The sink drain pipe was changed to ABS (previously metal), but it leaks at the point where it joins the drain in the wall.

Teflon tape was added on the ABS pipe where the washer contacts it (and possibly on the wall drain pipe threads, but I'm not sure). Then some kind of epoxy was applied on the the wall drain pipe and over the nut. It still leaks (badly).

How to fix this mess?

EDIT: I chiseled off the epoxy and removed the ABS pipe. Now it's clear the nipple, if that's what it is, is severely corroded (see image below) and is most likely the cause of the leak.

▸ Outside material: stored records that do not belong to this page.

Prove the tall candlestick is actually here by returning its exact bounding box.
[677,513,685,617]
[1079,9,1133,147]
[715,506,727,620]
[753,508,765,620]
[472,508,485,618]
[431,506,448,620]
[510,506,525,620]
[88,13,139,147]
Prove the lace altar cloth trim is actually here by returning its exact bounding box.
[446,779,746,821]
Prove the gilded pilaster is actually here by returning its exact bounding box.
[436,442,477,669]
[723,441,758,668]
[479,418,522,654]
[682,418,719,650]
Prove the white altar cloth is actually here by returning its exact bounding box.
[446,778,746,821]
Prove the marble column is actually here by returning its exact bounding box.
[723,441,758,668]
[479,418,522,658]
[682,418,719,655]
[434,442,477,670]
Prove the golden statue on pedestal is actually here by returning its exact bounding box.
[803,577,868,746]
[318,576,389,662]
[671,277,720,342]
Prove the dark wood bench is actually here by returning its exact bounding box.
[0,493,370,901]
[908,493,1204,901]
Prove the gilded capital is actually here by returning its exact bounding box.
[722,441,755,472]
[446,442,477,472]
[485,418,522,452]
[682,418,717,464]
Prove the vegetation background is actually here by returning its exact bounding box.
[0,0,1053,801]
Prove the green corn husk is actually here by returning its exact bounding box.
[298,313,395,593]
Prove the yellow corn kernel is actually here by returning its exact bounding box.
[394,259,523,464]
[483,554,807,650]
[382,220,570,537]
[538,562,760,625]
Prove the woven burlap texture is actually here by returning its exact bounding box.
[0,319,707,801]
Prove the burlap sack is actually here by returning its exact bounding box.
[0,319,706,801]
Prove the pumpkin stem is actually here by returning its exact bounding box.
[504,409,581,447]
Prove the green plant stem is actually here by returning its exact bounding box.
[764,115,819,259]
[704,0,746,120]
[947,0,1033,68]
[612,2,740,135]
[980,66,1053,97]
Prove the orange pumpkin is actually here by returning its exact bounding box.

How do I remove the nipple, which is really solidly stuck and seems like it will easily get crushed? A Youtube video suggested carefully cutting a tab into the top of the nipple and squeezing it into an oval shape to "easily" unscrew and remove it. Recommended?

Also, assuming I get the nipple out... what should I replace it with? Another galvanized steel nipple or something else?

Epoxied drain pipe: Top view

Exposed corroded nipple: Corroded nipple


1 Answer 1


I think you probably know what you need to do... remove ALL that crap. Sloppy glues and putties never work with plumbing. It needs to be repaired the proper way.

The application of that epoxy has complicated this job. Your mission is to remove all the epoxy so you can see what you are dealing with.

The typical connection at that point: the plastic tube slides into a threaded 1 1/2" galvanized steel nipple (nipple is term for short pipe threaded both ends). A 1/1/2" slip-joint nut and washer on the plastic tube thread to the pipe to effect a seal.

There is a chance that:

  • the epoxy cannot be removed without complete destruction of all parts, this would require replacing everything
  • you can get the fittings apart only to find that the threads on the 1 1/2" nipple are damaged, this requires nipple replacement.
  • the galvanized nipple is so corroded it falls apart in your hands, leaving the threaded part in the wall; replace nipple after special operation to remove broken part still in the wall.

All the scenarios above (and many other things that could go wrong) can be remedied using special tool/procedures/parts/tricks. Taking pictures and bringing parts/pieces to a good plumbing shop will help tremendously. IMO you should not even waste your time at the big-box stores.


  • How would I remove the epoxy? It feels pretty hard... And now that you mention it, I think the nipple's threads were worn/rusty and the nut was very shallow (not much threading). That might have been the reason for the leak, and the motivation for the putty/epoxy as a stop-gap measure.
    – adatum
    May 31, 2017 at 3:12
  • If you applied the epoxy to try to fix the leak then it's time to call a plumber or friend who knows how to fix plumbing the correct way. Trying to fix something you know nothing about is not a good way to fix anything.
    – d.george
    May 31, 2017 at 10:34
  • @JimmyFix-it The information you provided helped me get started. Suggestions on how to remove the nipple and what to replace it with? I updated my original post.